Clinical Decision Support on FHIR
Last year, I wrote about the federal (US) Health eDecisions (HeD) initiative, which resulted in various standards for clinical decision support (CDS), including an XML schema for representing a “knowledge artifact” and a Virtual Medical Record (VMR) for representing patient data. In HeD, knowledge artifacts can be event-condition-action rules, order sets, or documentation templates. Since that time, a new federal initiative has been underway called the Clinical Quality Framework (CQF). This initiative seeks to harmonize standards for CDS and clinical quality measurement (CQM). With respect to patient data models, the CDS domain has the VMR, but the quality domain has something called the Quality Data Model (QDM). One of the goals of CQF is to harmonize VMR and QDM into a single model called Quality Improvement and Clinical Knowledge (QUICK).
OK, now stay with me – it gets complicated. In parallel to all this activity, HL7 has been developing a new standard for representing healthcare data called Fast Health Interoperable Resources (FHIR – pronounced like FIRE). FHIR contains conceptually simple resources, which can be represented in XML and exchanged using RESTful services. For example, there are resources for Condition, Medication, and Procedure. FHIR is currently a Draft Standard for Trial Use (DSTU).
At the HL7 meeting in Chicago, much of the discussion at the CDS working group was about the relationship between QUICK and FHIR. For example, why not just use FHIR directly and forget about QUICK? The consensus appeared to be that QUICK should be considered as a “view” of FHIR, in the sense that relational databases can have views to expose their underlying tables in ways that are useful for certain types of queries.
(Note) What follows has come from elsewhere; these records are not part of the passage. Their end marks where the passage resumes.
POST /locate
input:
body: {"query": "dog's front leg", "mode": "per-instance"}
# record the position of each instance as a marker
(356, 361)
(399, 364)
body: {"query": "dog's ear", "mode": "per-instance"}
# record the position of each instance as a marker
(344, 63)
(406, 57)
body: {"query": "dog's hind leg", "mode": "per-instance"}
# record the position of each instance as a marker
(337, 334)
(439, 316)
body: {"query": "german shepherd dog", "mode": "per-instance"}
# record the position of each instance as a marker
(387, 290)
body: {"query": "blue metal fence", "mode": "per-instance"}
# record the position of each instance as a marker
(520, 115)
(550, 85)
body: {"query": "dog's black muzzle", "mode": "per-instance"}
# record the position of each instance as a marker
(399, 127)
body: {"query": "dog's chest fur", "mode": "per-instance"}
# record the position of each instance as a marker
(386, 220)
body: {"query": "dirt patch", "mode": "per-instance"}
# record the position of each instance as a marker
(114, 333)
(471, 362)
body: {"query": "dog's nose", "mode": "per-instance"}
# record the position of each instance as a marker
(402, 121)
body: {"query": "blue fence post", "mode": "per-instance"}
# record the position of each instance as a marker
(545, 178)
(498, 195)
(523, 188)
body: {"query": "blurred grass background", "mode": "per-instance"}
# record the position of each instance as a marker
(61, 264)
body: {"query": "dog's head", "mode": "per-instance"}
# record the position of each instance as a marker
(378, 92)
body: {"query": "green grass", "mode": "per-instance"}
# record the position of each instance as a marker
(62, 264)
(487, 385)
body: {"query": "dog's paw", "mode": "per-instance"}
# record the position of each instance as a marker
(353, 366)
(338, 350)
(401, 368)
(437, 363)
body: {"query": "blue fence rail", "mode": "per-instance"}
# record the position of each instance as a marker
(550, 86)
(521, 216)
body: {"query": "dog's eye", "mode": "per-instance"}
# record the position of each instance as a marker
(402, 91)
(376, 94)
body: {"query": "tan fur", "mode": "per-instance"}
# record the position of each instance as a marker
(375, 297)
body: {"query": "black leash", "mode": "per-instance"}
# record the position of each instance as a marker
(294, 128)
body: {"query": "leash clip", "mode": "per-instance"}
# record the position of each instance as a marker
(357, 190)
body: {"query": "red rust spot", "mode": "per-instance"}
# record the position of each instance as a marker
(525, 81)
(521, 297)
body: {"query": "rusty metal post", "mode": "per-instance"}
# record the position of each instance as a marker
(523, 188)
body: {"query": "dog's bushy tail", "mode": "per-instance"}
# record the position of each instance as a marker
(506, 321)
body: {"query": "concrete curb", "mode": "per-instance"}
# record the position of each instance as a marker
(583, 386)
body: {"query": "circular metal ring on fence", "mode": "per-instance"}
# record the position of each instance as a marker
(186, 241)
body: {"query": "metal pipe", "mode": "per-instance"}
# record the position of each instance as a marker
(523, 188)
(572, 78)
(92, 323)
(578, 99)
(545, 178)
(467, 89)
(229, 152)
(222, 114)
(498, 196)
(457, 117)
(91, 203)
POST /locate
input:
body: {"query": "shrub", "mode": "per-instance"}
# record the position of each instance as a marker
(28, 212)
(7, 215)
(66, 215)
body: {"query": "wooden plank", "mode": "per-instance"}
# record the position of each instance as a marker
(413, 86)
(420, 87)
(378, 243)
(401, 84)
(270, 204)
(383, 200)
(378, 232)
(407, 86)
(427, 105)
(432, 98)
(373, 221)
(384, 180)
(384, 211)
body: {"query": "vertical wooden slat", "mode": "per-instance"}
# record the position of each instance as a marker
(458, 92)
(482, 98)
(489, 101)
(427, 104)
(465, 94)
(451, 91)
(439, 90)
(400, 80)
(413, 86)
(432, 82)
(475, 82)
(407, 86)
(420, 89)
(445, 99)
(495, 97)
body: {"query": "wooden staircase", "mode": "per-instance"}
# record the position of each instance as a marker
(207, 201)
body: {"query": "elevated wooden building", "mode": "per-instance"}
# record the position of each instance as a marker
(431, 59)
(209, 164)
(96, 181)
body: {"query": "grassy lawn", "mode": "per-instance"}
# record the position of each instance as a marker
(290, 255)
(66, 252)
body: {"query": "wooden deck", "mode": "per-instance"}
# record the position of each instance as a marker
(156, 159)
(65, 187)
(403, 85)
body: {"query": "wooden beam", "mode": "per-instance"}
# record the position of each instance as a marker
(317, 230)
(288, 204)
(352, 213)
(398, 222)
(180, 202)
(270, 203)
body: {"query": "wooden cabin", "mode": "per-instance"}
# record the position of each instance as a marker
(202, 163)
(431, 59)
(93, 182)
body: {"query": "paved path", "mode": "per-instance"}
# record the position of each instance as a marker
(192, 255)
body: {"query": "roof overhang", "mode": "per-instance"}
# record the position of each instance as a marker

For example, QUICK has a hierarchical structure, whereas the FHIR model is flat. Similarly, some QUICK classes have attributes that make certain queries easier to express, especially around dates, times, durations, and intervals. The thought is that if QUICK is optimized for inclusion in logical expressions, then as long as it can be mapped to FHIR in a deterministic manner, there’s no need to require CDS and CQM authors to write expressions against FHIR directly. FHIR could still be used to send patient data to a decision support service, but the execution engine would then do the necessary mapping in order to evaluate the QUICK-based CDS or CQM logic against the incoming FHIR data.
That’s the situation as I currently see it. I will try to keep you updated on this rapidly evolving discussion. We also had another ballot – Clinical Quality Language – but I will save that discussion for a future post. Hint: it’s a cool new language for writing logical expressions – if you’re the type of person who finds new computer languages cool!